### Observable Trends
* Out of the 780 players, Males make up the biggest percentage of all players at 84%, Females follow with 14.5% and Other makes up just about 2%
* The item named "Final Critic" is both the most popular item and the most profitable item out of the data sampled.
* Players aged between 20-24 years old make up the biggest percentage (45%) of players out of any other age group. They also have the highest count of purchases and total purchase value. 

In [2]:
# Dependencies and Setup
import pandas as pd

# File to Load (Remember to Change These)
file_to_load = "Resources/purchase_data.csv"

# Read Purchasing File and store into Pandas data frame
purchase_df = pd.read_csv(file_to_load)
purchase_df

Unnamed: 0,Purchase ID,SN,Age,Gender,Item ID,Item Name,Price
0,0,Lisim78,20,Male,108,"Extraction, Quickblade Of Trembling Hands",3.53
1,1,Lisovynya38,40,Male,143,Frenzied Scimitar,1.56
2,2,Ithergue48,24,Male,92,Final Critic,4.88
3,3,Chamassasya86,24,Male,100,Blindscythe,3.27
4,4,Iskosia90,23,Male,131,Fury,1.44
...,...,...,...,...,...,...,...
775,775,Aethedru70,21,Female,60,Wolf,3.54
776,776,Iral74,21,Male,164,Exiled Doomblade,1.63
777,777,Yathecal72,20,Male,67,"Celeste, Incarnation of the Corrupted",3.46
778,778,Sisur91,7,Male,92,Final Critic,4.19


## Player Count

* Display the total number of players


In [3]:
#Calculate total number of players
total_players = len(purchase_df['SN'].unique())
#Create total players data frame with new column title
player_data = {'Total Players': [total_players]}
total_players_data = pd.DataFrame(player_data)
total_players_data

Unnamed: 0,Total Players
0,576


## Purchasing Analysis (Total)

* Run basic calculations to obtain number of unique items, average price, etc.

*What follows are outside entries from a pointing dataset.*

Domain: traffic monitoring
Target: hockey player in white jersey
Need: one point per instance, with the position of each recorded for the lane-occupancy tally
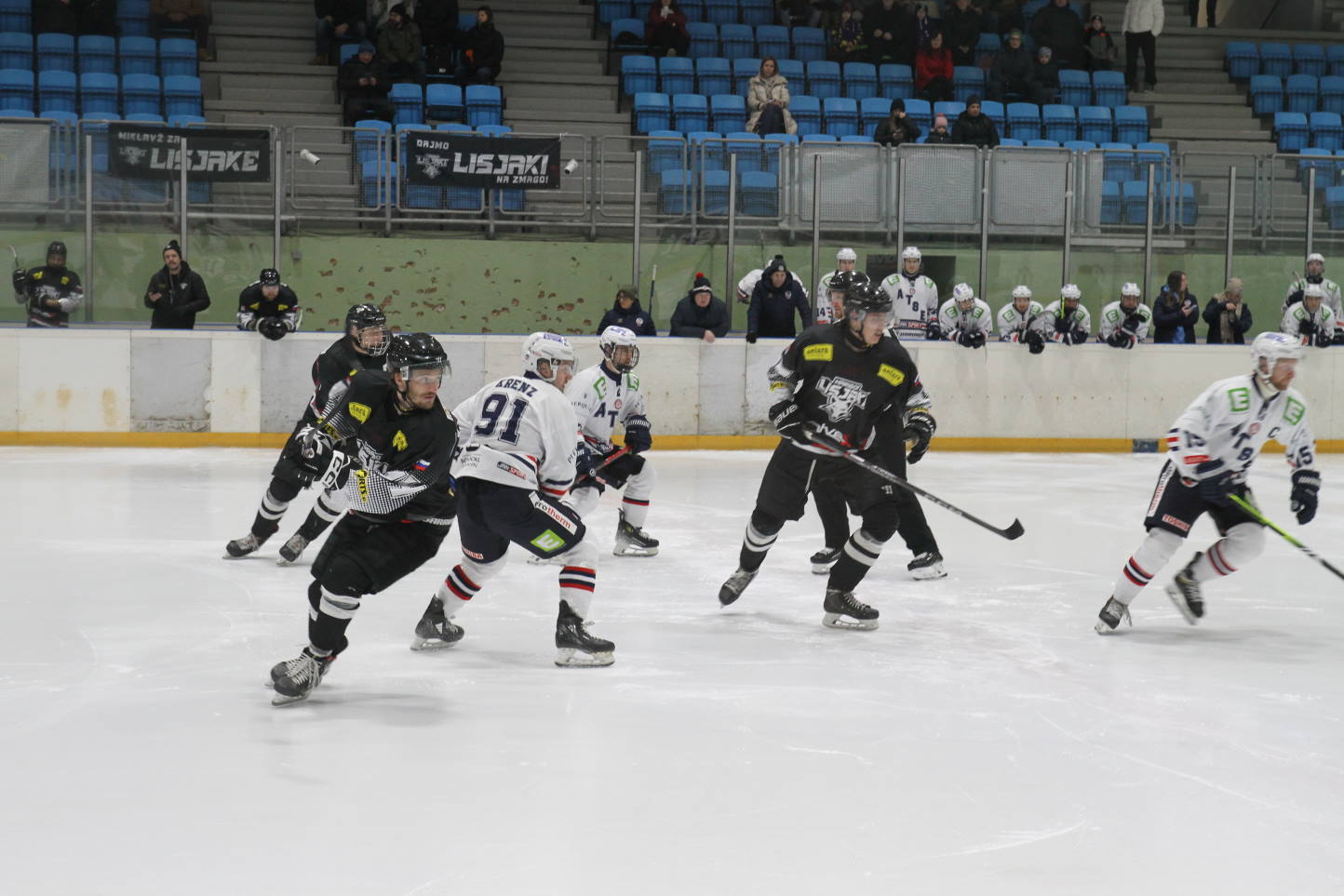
(914, 299)
(964, 318)
(1125, 323)
(517, 444)
(606, 395)
(1310, 320)
(1210, 448)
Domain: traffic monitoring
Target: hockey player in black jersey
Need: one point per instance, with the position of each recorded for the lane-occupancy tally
(387, 444)
(362, 347)
(269, 306)
(836, 381)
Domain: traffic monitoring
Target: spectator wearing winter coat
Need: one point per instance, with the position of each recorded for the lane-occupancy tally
(1175, 311)
(773, 302)
(1144, 20)
(1059, 29)
(1228, 316)
(701, 314)
(974, 127)
(626, 312)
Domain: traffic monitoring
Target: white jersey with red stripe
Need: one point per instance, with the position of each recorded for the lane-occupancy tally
(1228, 426)
(519, 430)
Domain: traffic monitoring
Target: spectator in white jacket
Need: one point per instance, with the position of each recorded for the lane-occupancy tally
(1143, 23)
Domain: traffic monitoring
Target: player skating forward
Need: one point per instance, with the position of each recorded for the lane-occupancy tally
(602, 396)
(838, 381)
(1210, 448)
(389, 445)
(362, 347)
(519, 438)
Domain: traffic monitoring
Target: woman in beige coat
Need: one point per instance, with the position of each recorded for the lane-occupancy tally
(769, 90)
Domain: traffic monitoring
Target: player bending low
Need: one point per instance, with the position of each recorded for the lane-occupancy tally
(1210, 448)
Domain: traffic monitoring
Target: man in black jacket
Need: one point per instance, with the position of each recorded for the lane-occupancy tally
(175, 293)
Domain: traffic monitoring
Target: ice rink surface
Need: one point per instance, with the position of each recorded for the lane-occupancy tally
(983, 741)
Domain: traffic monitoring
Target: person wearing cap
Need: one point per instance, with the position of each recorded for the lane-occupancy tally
(50, 290)
(701, 314)
(175, 293)
(363, 82)
(268, 306)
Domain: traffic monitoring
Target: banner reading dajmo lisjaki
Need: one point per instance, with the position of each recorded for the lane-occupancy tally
(212, 154)
(447, 159)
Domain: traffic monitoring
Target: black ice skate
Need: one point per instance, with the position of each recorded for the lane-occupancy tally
(633, 542)
(574, 647)
(1186, 594)
(847, 611)
(1110, 617)
(436, 630)
(926, 566)
(296, 678)
(737, 583)
(823, 560)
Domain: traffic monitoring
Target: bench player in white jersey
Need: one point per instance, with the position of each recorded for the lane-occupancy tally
(604, 395)
(1210, 448)
(914, 299)
(964, 318)
(519, 438)
(1125, 323)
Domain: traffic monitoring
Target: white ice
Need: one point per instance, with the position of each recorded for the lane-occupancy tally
(983, 741)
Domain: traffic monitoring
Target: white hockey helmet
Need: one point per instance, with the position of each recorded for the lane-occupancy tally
(547, 347)
(614, 339)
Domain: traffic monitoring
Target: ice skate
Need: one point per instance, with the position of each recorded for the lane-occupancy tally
(823, 560)
(1110, 617)
(926, 566)
(633, 542)
(737, 583)
(1186, 594)
(436, 630)
(574, 647)
(296, 678)
(847, 611)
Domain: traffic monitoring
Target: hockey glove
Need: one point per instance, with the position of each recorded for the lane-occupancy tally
(920, 430)
(1302, 501)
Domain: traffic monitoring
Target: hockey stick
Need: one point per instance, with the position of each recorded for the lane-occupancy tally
(1014, 531)
(1259, 517)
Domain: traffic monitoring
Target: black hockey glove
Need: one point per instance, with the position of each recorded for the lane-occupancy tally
(1302, 501)
(920, 430)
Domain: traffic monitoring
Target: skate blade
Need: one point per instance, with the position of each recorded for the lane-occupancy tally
(838, 621)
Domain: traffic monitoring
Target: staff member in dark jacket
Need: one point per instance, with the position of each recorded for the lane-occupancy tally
(773, 302)
(175, 293)
(701, 314)
(625, 312)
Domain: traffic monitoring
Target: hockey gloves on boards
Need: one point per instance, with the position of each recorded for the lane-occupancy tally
(1302, 501)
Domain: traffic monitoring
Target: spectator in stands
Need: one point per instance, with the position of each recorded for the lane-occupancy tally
(665, 30)
(399, 46)
(896, 127)
(1141, 24)
(1175, 311)
(191, 15)
(175, 293)
(1059, 29)
(339, 20)
(1098, 46)
(483, 50)
(363, 82)
(974, 127)
(1228, 316)
(1013, 74)
(768, 101)
(933, 72)
(964, 24)
(701, 314)
(625, 312)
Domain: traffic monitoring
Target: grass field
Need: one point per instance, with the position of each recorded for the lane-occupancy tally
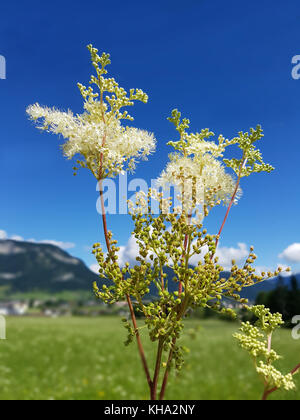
(84, 358)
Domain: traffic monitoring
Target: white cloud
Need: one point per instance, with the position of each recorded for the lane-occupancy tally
(63, 245)
(129, 252)
(291, 253)
(3, 234)
(17, 238)
(60, 244)
(266, 269)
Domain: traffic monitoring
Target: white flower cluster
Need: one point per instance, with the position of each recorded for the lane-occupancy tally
(112, 146)
(196, 170)
(200, 179)
(104, 146)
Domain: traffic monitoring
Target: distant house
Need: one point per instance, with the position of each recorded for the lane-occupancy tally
(13, 308)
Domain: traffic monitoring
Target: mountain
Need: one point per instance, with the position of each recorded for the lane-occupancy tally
(29, 267)
(41, 268)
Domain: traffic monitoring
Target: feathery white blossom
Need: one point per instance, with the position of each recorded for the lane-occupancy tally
(97, 136)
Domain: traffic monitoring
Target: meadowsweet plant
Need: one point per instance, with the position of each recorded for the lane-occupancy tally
(203, 179)
(257, 340)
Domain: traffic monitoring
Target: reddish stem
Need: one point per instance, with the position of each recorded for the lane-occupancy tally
(268, 392)
(133, 318)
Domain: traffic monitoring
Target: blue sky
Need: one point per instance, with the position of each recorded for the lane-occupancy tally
(225, 65)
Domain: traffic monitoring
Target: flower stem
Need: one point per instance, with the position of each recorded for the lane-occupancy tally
(244, 160)
(157, 370)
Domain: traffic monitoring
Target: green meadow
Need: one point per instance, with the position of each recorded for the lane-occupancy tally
(85, 359)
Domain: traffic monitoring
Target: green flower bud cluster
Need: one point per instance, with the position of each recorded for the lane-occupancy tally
(169, 240)
(274, 378)
(117, 97)
(252, 160)
(257, 340)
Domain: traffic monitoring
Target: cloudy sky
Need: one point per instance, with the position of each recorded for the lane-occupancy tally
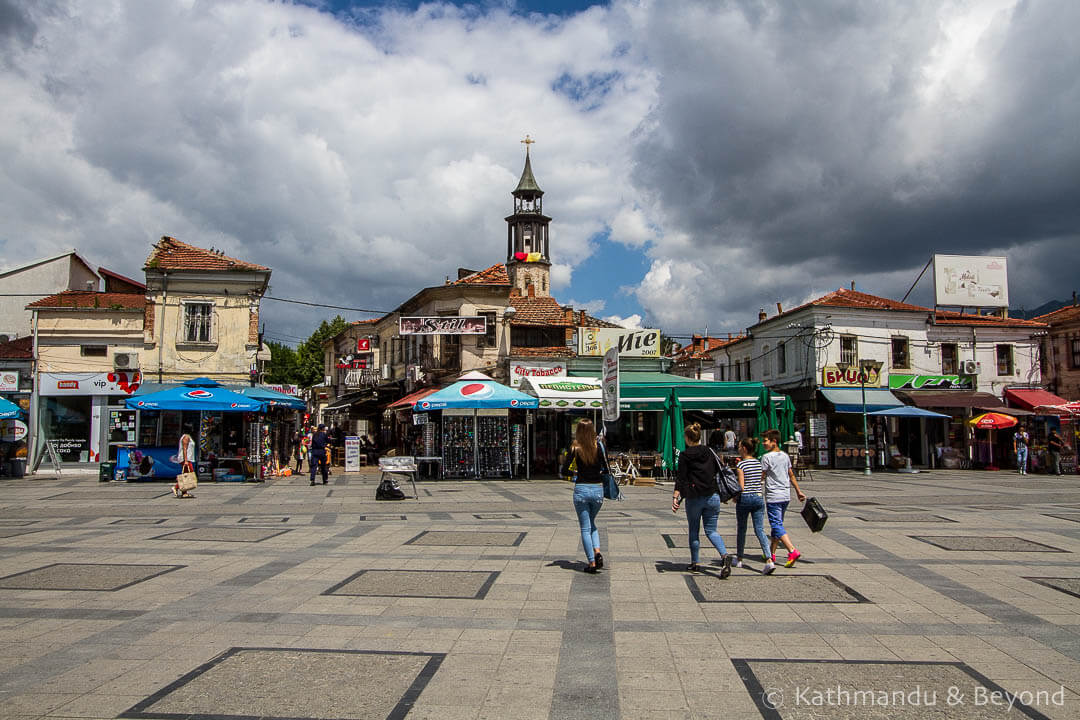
(700, 159)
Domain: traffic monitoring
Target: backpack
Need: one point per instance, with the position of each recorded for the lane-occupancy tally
(726, 480)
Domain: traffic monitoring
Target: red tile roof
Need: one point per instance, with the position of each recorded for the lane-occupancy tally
(948, 317)
(494, 275)
(17, 349)
(538, 311)
(89, 300)
(556, 351)
(171, 254)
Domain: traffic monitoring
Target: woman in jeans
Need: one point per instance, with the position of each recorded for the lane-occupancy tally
(751, 502)
(696, 481)
(588, 489)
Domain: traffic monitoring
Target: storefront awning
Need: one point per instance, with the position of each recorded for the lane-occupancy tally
(1038, 401)
(850, 399)
(564, 393)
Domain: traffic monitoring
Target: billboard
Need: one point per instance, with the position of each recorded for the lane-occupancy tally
(971, 281)
(442, 325)
(595, 341)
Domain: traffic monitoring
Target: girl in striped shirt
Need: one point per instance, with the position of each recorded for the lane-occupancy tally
(751, 502)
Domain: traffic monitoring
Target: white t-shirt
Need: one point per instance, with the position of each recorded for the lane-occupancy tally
(778, 487)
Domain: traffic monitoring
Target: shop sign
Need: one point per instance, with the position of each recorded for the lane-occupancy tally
(9, 381)
(12, 431)
(90, 383)
(536, 369)
(831, 377)
(931, 381)
(595, 341)
(443, 325)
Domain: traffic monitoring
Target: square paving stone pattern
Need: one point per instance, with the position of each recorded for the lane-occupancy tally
(1067, 585)
(743, 587)
(814, 689)
(467, 538)
(224, 534)
(459, 584)
(907, 517)
(244, 683)
(89, 576)
(986, 544)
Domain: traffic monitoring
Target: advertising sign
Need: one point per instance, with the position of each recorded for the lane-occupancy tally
(9, 381)
(903, 381)
(539, 369)
(979, 281)
(119, 382)
(831, 377)
(451, 325)
(609, 384)
(595, 341)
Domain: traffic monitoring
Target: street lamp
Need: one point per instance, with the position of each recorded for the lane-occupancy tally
(865, 367)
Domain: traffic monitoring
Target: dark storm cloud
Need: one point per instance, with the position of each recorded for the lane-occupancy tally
(858, 138)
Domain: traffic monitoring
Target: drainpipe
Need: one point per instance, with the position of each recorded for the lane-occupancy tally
(161, 325)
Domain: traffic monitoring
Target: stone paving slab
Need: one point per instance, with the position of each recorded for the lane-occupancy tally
(986, 544)
(813, 689)
(744, 587)
(224, 534)
(243, 683)
(460, 584)
(84, 576)
(467, 538)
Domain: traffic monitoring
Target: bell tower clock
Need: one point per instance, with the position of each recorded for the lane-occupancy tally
(528, 262)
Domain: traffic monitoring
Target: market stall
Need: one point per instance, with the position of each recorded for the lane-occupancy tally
(199, 406)
(478, 437)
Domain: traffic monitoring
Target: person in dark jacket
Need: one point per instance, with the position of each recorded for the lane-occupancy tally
(696, 483)
(588, 488)
(318, 452)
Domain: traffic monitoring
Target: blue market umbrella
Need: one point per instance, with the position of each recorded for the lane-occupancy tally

* Create a summary data frame to hold the results


* Optional: give the displayed data cleaner formatting


* Display the summary data frame


In [4]:
#Find summary data, including number of unique items, average price, number of purchases and total revenue
unique_items = purchase_df['Item Name'].unique()
avg_price = purchase_df['Price'].mean()
totalpurchases = purchase_df['Purchase ID'].count()
totalrev = purchase_df['Price'].sum()
#Combine the summary data into a table with new column titles
summary_data = {'Number of Unique Items': [len(unique_items)], 'Average Price': [avg_price], 'Number of Purchases': [totalpurchases], 'Total Revenue': [totalrev]}
summary_df = pd.DataFrame(summary_data)
summary_df

Unnamed: 0,Number of Unique Items,Average Price,Number of Purchases,Total Revenue
0,179,3.050987,780,2379.77


## Gender Demographics

* Percentage and Count of Male Players


* Percentage and Count of Female Players


* Percentage and Count of Other / Non-Disclosed




In [5]:
#Find total participants
gender_total = purchase_df['Gender'].value_counts()
gender_total
#Total Males
males = gender_total['Male'].sum()
#Total Females
females = gender_total['Female'].sum()
#Total Other
other = gender_total['Other / Non-Disclosed'].sum()
#Percentage for Men
male_percent = ((males) / (gender_total).sum()) * 100
#Percentage for Women
female_percent = ((females) / (gender_total).sum()) * 100
#Percentage for Other
other_percent = ((other) / (gender_total).sum()) * 100
#Combine this data found into a table with new column titles
gender_data = {'Total Males': [males], '% Males': [male_percent], 'Total Females': [females], '% Females': [female_percent], 'Total Other': [other], '% Other': [other_percent]}
gender_df = pd.DataFrame(gender_data)
gender_df

Unnamed: 0,Total Males,% Males,Total Females,% Females,Total Other,% Other
0,652,83.589744,113,14.487179,15,1.923077



## Purchasing Analysis (Gender)

* Run basic calculations to obtain purchase count, avg. purchase price, avg. purchase total per person etc. by gender




* Create a summary data frame to hold the results


* Optional: give the displayed data cleaner formatting


* Display the summary data frame

In [6]:
#Create a DF grouped by gender
gender_group = purchase_df.groupby('Gender')
#Total number of purchases by gender
purchase_count = gender_group['Age'].count()
#Average price of purchase by gender
average_purchase = gender_group['Price'].mean()
#Total of all revenue by gender
purchase_total = gender_group['Price'].sum()
#Average purchase amount per person using a count of unique SN's as our total
unique = gender_group['SN'].nunique()
avg_purchaseby_person = (gender_group['Price'].sum()/unique)
#combine all data above into a table with new column titles
gender_summary = pd.DataFrame({'Purchase Count': purchase_count, "Average Purchase Price": average_purchase, 'Total Purchase Value': purchase_total, 'Avg Total Purchase per Person': avg_purchaseby_person})
gender_summary

Unnamed: 0_level_0,Purchase Count,Average Purchase Price,Total Purchase Value,Avg Total Purchase per Person
Gender,Unnamed: 1_level_1,Unnamed: 2_level_1,Unnamed: 3_level_1,Unnamed: 4_level_1
Female,113,3.203009,361.94,4.468395
Male,652,3.017853,1967.64,4.065372
Other / Non-Disclosed,15,3.346,50.19,4.562727


## Age Demographics

* Establish bins for ages


* Categorize the existing players using the age bins. Hint: use pd.cut()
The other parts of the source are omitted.